Wajah Alysaa berubah seketika. Ia menegakkan tubuhnya, selimut masih menutupi dada hingga pahanya.

Matanya menatap Shaz tajam, seperti baru saja ditusuk oleh kata-kata yang tak ia sangka keluar dari mulut suaminya sendiri.

“Apa maksudmu?” suaranya rendah, nyaris tak terdengar.

Shaz merasa keringat dingin mulai membasahi pelipisnya. Tapi ia tetap menatap Alysaa.

“Kamu dingin... tiap malam. Kamu nggak benar-benar memelukku. Nggak menciumku dengan cinta. Aku... aku merasa kamu ada untukku, tapi bukan dengan hatimu.”

Alysaa terdiam beberapa detik. Lalu ia tersenyum miring, senyum yang penuh luka.

Ia melemparkan selimut, bangkit dari ranjang, dan berdiri menghadap jendela. Cahaya matahari mengenai punggungnya, membuat kulit kuning langsatnya tampak bercahaya.

“Kamu pikir aku mencintai pria lain?” tanyanya, suaranya bergetar. “Shaz... kamu pikir aku begitu murah?”

Shaz bangkit, duduk di ranjang, menatap punggung Alysaa yang kini sedikit gemetar.

“Aku hanya ingin tahu… karena aku nggak ngerti lagi bagaimana cara menyentuhmu. Kamu makin jauh.”

Alysaa membalikkan tubuhnya perlahan. Matanya berkaca, tapi tak ada air mata yang jatuh.

Ia berjalan pelan ke sisi tempat tidur dan menatap suaminya dalam diam selama beberapa detik.

“Kamu tahu apa yang menyakitkan?” bisiknya akhirnya. “Bukan karena aku mencintai pria lain.
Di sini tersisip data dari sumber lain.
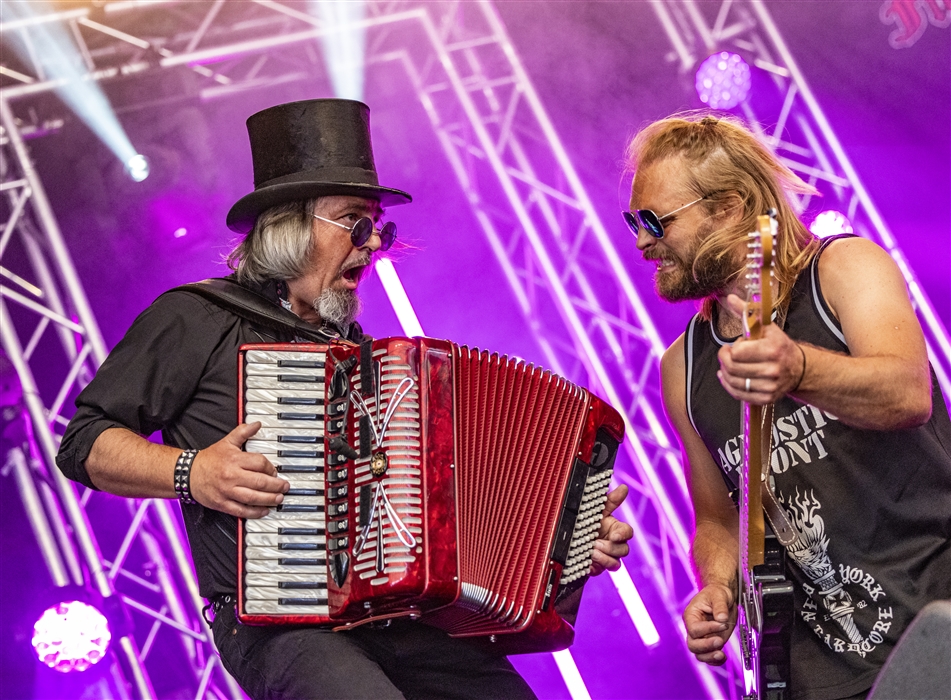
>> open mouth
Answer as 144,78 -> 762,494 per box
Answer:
340,265 -> 368,284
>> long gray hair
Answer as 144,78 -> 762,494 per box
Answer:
227,199 -> 318,284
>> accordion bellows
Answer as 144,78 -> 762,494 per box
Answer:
238,338 -> 624,653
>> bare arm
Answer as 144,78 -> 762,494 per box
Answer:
661,336 -> 739,665
86,423 -> 288,518
720,238 -> 931,430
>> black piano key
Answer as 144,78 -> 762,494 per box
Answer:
327,519 -> 350,535
277,396 -> 324,406
284,489 -> 324,496
277,598 -> 327,606
327,537 -> 350,552
277,435 -> 323,445
277,557 -> 327,566
277,464 -> 320,474
277,413 -> 323,420
327,469 -> 347,484
277,359 -> 324,369
277,503 -> 324,513
277,527 -> 324,537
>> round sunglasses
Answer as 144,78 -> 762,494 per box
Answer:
621,197 -> 706,238
314,214 -> 396,250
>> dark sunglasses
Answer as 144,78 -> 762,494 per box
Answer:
621,197 -> 706,238
314,214 -> 396,250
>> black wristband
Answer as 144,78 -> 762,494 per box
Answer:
175,450 -> 198,505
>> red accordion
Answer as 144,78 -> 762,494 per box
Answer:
238,338 -> 624,653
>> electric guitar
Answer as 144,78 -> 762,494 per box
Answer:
738,210 -> 793,700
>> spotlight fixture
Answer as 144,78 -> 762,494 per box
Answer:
809,209 -> 852,238
32,600 -> 112,673
696,51 -> 750,109
125,153 -> 149,182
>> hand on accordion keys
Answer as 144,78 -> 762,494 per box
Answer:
591,485 -> 634,576
190,423 -> 290,518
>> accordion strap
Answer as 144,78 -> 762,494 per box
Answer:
169,277 -> 339,345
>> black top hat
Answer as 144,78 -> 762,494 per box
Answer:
227,100 -> 413,233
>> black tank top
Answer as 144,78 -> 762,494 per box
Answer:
685,238 -> 951,700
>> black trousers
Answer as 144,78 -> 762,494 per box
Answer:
212,603 -> 535,700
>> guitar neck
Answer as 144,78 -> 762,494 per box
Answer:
740,216 -> 776,578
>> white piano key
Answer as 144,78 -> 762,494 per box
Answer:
244,518 -> 326,532
244,532 -> 327,557
244,600 -> 330,617
244,385 -> 324,408
244,546 -> 327,562
244,557 -> 327,576
244,411 -> 324,433
244,372 -> 324,393
244,571 -> 327,590
244,586 -> 327,608
245,350 -> 327,364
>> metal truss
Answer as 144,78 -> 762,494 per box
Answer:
651,0 -> 951,397
0,0 -> 768,697
0,97 -> 243,699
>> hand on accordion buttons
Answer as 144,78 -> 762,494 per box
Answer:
591,485 -> 634,576
191,423 -> 289,518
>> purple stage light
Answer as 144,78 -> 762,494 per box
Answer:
32,600 -> 112,673
376,258 -> 425,338
696,51 -> 750,109
809,209 -> 852,238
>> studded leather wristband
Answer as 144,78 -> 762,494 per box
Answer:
175,450 -> 198,505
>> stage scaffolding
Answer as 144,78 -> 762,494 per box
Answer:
0,0 -> 951,698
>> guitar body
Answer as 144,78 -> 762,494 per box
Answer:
738,213 -> 794,700
753,537 -> 794,700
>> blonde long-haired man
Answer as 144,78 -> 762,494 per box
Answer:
624,115 -> 951,700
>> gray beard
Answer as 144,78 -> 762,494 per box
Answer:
314,288 -> 362,331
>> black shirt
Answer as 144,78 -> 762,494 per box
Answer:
56,283 -> 361,598
685,239 -> 951,700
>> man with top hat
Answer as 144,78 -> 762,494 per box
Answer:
57,99 -> 632,700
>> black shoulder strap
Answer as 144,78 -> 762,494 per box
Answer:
169,277 -> 333,344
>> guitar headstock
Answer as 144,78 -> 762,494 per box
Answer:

Tapi karena... aku mencintai kamu.”

Shaz menelan ludah. Alysaa melanjutkan, suaranya mulai retak.

“Tapi aku nggak pernah merasa kamu mencintaiku. Sejak awal.”
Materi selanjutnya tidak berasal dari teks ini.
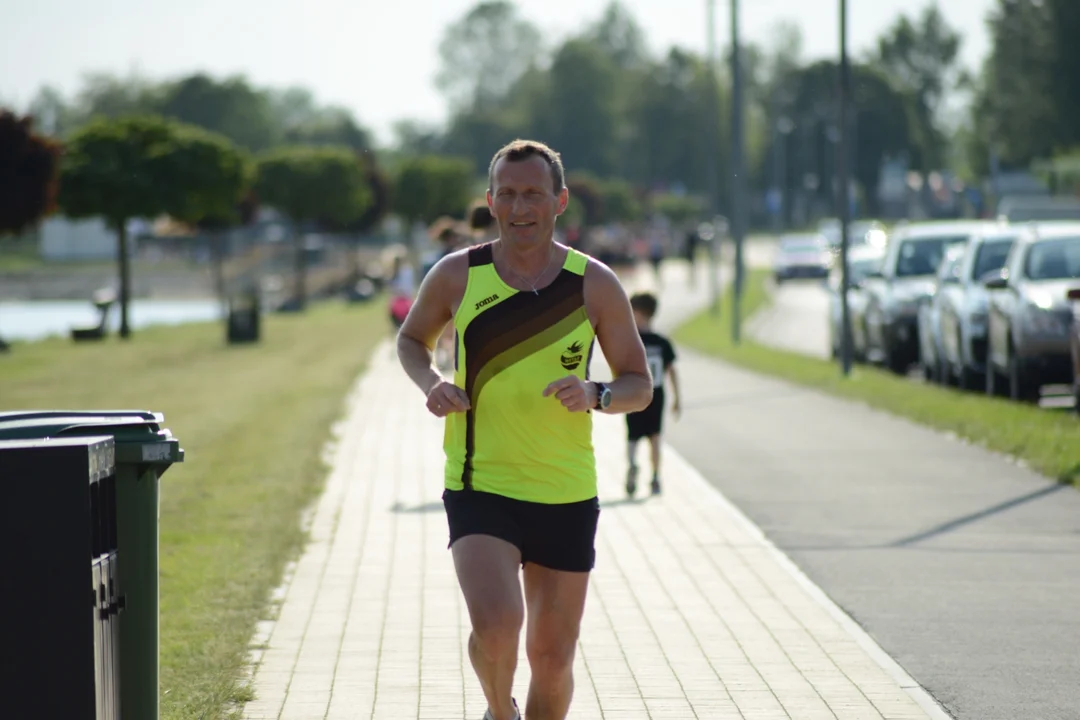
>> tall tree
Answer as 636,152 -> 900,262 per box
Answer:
538,39 -> 622,177
872,0 -> 963,171
392,155 -> 474,223
0,109 -> 60,236
782,60 -> 912,213
584,0 -> 651,70
255,146 -> 372,309
157,126 -> 257,303
159,73 -> 284,152
435,0 -> 541,112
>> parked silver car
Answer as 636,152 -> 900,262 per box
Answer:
941,226 -> 1018,391
772,233 -> 833,284
864,220 -> 997,373
985,222 -> 1080,402
918,243 -> 967,383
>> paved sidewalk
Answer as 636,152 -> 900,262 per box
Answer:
238,330 -> 945,720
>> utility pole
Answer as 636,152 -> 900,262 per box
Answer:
837,0 -> 851,377
704,0 -> 723,316
730,0 -> 746,344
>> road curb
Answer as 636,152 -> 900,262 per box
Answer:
663,443 -> 956,720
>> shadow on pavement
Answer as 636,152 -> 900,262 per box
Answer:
890,484 -> 1072,547
683,386 -> 813,410
600,495 -> 649,507
390,500 -> 443,515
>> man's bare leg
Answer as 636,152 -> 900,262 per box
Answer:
525,562 -> 589,720
451,535 -> 525,720
649,435 -> 660,494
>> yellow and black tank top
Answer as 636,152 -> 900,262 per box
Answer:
443,243 -> 596,504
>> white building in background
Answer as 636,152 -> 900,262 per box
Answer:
40,215 -> 148,261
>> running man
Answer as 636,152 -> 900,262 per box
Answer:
397,140 -> 652,720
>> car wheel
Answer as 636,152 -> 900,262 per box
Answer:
937,358 -> 953,385
919,361 -> 937,382
881,340 -> 909,375
1009,353 -> 1040,403
957,365 -> 980,390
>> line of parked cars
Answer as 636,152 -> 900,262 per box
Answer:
829,220 -> 1080,411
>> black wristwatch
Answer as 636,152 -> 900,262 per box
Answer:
593,382 -> 611,410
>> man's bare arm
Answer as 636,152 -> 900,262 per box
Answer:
585,260 -> 652,413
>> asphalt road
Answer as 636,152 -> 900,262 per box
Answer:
635,267 -> 1080,720
666,350 -> 1080,720
747,281 -> 1074,411
747,281 -> 829,358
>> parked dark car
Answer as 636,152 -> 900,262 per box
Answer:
1066,285 -> 1080,415
941,226 -> 1018,392
985,222 -> 1080,403
864,220 -> 997,373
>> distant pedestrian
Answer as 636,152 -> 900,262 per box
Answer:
626,293 -> 681,497
397,140 -> 652,720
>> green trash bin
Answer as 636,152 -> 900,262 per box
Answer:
0,410 -> 184,720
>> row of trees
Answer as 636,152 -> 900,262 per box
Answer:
0,112 -> 474,338
397,0 -> 970,218
397,0 -> 1080,213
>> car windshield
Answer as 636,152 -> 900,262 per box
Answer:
971,236 -> 1015,280
896,235 -> 968,277
1024,236 -> 1080,280
850,257 -> 881,281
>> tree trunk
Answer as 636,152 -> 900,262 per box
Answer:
293,227 -> 308,310
117,220 -> 132,338
210,230 -> 229,317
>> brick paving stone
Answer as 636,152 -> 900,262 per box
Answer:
238,264 -> 946,720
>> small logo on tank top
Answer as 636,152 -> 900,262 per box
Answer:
559,342 -> 585,370
476,295 -> 499,310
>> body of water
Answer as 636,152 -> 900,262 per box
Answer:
0,299 -> 221,341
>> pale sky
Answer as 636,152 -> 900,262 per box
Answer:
0,0 -> 995,142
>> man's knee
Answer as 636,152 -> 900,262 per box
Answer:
525,630 -> 578,677
472,603 -> 525,657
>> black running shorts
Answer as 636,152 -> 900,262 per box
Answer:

Shaz ingin menyangkal, tapi lidahnya kelu.

Alysaa tertawa hambar. “Dan kamu nanya apakah aku mencintai pria lain... padahal kamu sendiri bahkan belum selesai mencintai masa lalumu.”

Shaz mengernyit. “Apa maksudmu?”

Alysaa mundur satu langkah. Matanya tak lepas dari wajah suaminya.

“Aku menemukan kotak kayu itu.”

Wajah Shaz seketika berubah.

“Foto-foto itu, Shaz. Kamu dan Jazzlyne. Senyummu di sana... lebih jujur dari semua yang pernah kamu tunjukkan ke aku.”

Shaz terdiam. Napasnya tercekat. Matanya membulat, menatap Alysaa yang kini berdiri seperti bayangan luka yang ia coba lupakan.

“Kamu bahkan masih like fotonya di I*******m, tahun lalu... saat kita udah jadian.”

“Alysaa, aku..”

“Kamu nggak pernah like satu pun fotoku, Shaz,” potong Alysaa tajam. “Kita liburan bareng, kamu lamar aku, kita nikah... dan kamu nggak pernah sekali pun memamerkan aku.”

Shaz terdiam. Wajahnya menegang.

Alysaa tersenyum miris. “Jadi sebelum kamu tanya apakah aku mencintai pria lain... tanya dulu ke diri kamu sendiri apakah kamu benar-benar mencintaiku? Atau hanya menggantikan dia?”

Hening. Lalu hening yang lebih berat. Shaz tak bisa berkata apa-apa. Lidahnya kelu, dadanya sesak.

Dan saat ia hendak melangkah mendekat, Alysaa mundur satu langkah.

“Aku akan mandi,” katanya dingin. “Hari ini aku mau pergi sendiri.”

“Pergi ke mana?”

Alysaa menoleh, wajahnya datar.

“Keluar dari rumah ini... sebentar. Sebelum aku benar-benar hilang di dalamnya.”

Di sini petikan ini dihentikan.